Action on Beneficial Ownership

April 18, 2018

In May 2016, the U.S. Department of the Treasury Financial Crimes Enforcement Network (FinCEN) issued the Customer Due Diligence (CDD) Final Rule with an effective date of May 11, 2018. The rule requires covered financial institutions to collect and verify the identity of at least one controlling party and any beneficial owners who own a minimum of 25 percent equity interest in the legal entity, during the account opening process, and for periodic reviews. The Final Rule can be found here.

The final rule – designed to combat money laundering, terrorist financing and other illicit financial activity by clarifying and strengthening CDD requirements for banks and other financial institutions – requires covered institutions to disclose the beneficial owners of entities opening new accounts. The term “beneficial owner” is defined in the rule as (1) each individual, if any, who directly or indirectly owns 25 percent or more of the equity interests of a legal entity customer and (2) a single individual with significant responsibility to control, manage or direct the entity.

The CDD Rule requires firms to have “risk-based” procedures to verify the identity of beneficial owners “to the extent reasonable and practicable.” These verification procedures must contain the same elements required for verifying the identity of customers who are individuals under applicable Customer Identification Program (CIP) requirements. Firms may rely on the beneficial owner information as supplied by the customer, provided that the firm knows no facts that would reasonably call that information into question.

FinCEN initially proposed the CDD Rule in 2012, arguing that requiring financial institutions to identify beneficial owners of accounts would help protect the U.S. financial system from criminal abuse and guard against terrorist financing, money laundering and other financial crimes. The proposal sparked significant response from the industry, with FinCEN receiving a total of 231 comments, many raising concerns about the costs and challenges of obtaining and verifying beneficial ownership information, and of implementing necessary system changes and training within FinCEN’s initially proposed one-year deadline. In response, FinCEN modified its original proposal somewhat. For instance, while FinCEN had proposed requiring firms to use a standard certification form to obtain beneficial ownership information, the revised rule permits, but does not require, use of the standard form. FinCEN also extended the original one-year compliance deadline to two years.

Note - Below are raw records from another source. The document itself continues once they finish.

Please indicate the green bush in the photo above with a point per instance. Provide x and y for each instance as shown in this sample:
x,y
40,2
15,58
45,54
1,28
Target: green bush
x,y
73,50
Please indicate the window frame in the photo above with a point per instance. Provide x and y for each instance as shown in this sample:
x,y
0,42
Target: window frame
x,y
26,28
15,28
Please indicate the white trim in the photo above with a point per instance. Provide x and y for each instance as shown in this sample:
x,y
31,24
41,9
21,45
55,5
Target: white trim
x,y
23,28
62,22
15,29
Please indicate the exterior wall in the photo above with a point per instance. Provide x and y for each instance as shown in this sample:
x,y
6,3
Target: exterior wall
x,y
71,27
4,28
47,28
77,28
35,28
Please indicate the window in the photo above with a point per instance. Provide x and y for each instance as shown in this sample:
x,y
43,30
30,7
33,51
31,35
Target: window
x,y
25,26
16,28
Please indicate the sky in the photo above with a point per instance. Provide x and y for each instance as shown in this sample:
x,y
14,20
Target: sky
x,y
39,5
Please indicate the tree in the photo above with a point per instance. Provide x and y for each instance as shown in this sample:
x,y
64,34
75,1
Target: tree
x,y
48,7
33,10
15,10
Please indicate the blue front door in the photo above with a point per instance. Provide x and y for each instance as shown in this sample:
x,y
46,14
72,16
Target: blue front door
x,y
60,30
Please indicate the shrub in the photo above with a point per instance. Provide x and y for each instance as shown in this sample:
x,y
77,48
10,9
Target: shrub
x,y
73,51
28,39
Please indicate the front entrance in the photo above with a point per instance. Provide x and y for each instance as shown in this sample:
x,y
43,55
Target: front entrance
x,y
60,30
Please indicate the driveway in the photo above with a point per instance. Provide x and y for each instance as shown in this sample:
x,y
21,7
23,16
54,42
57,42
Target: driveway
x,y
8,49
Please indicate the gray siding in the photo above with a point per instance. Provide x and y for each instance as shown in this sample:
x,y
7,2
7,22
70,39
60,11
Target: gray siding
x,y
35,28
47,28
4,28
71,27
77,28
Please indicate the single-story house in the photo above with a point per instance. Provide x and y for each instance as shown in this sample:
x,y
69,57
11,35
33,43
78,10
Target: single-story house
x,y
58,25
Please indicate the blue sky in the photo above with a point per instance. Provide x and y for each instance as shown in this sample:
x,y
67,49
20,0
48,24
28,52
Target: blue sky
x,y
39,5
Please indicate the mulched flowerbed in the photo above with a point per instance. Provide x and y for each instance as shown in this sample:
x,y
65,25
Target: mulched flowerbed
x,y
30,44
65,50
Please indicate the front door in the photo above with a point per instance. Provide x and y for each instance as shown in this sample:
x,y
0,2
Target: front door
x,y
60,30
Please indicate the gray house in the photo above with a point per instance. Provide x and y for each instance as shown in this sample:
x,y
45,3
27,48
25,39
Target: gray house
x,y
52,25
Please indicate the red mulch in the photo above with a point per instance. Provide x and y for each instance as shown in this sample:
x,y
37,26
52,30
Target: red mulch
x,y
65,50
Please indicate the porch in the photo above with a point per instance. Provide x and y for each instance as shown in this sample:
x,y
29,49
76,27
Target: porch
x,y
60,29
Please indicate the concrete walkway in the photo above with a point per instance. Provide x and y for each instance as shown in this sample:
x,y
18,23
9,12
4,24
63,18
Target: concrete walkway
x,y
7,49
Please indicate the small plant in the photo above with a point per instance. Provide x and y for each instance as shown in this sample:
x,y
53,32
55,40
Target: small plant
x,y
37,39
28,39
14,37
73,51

Meanwhile, the Senate Judiciary Committee held a hearing on Feb. 6 on Sen. Sheldon Whitehouse’s (D-R.I.) S. 1454, the True Incorporation Transparency for Law Enforcement Act, which is the latest iteration of his beneficial ownership bill. This legislation is substantially similar to the draft House Financial Services Bill by Rep. Steve Pearce (R-N.M.), entitled the Counter Terrorism and Illicit Finance Act. Please click here to view the Discussion Draft language.

Of particular concern to NSBA is section 9 of this bill, titled “Transparent Incorporation Practices,” which is directed squarely at the smallest businesses – specifically, those firms with 20 or fewer employees would be subject to the rules. Section 9 imposes a new beneficial ownership reporting requirement, meaning that every business in America would either have to file these reports with FinCEN or file a report indicating which exemption applies. In turn, it requires FinCEN to disclose that information to federal and foreign government agencies and financial institutions on request. Any ownership changes would have to be reported within 60 days, and failure to comply could result in fines of up to $10,000 and prison sentences of up to three years.

This new federal regulatory regime created by section 9 of the draft bill, combined with the broad and confusing definition of beneficial owner, would be costly and would impose unreasonable regulations on certain small businesses; permit the government to disclose small-business owners’ personal information to banks and government agencies; and impose harsh penalties for failure to update it.

The bill exempts several groups from this reporting requirement including: publically traded companies, banks, credit unions, broker-dealers, insurance companies, accounting firms, utilities, governments, and tax-exempt organizations. Businesses with more than 20 employees would also be exempt, thus, the bill is solely targeted towards smaller-business owners.

These reports must include their current residential or business street address, and a unique identifying number of the firms’ shareholders or limited liability company members. The unique identifying number must come from a non-expired passport issued by the U.S. government or a non-expired driver’s license issued by a state. Partnerships, limited liability partnerships, business trusts, and associations would be exempt because the reporting requirements only apply to corporations and limited liability companies.

However, there is one notable difference that makes the Senate bill even more troublesome. S. 1454 requires states to amend their incorporation laws and the information is collected at the state level (as opposed to FinCEN in House bill), and since there is nothing in the legislation that would supersede “Right to know” laws in 40+ states, much of the beneficial ownership information collected under S. 1454 would end up in the public domain.

NSBA is working with a coalition led by the Center for Capital Markets Competitiveness (CCMC) at the U.S. Chamber of Commerce to address this issue, as well as signed onto a letter expressing NSBA concerns with S. 1454, the True Incorporation Transparency for Law Enforcement (“TITLE”) Act, as it related to beneficial ownership.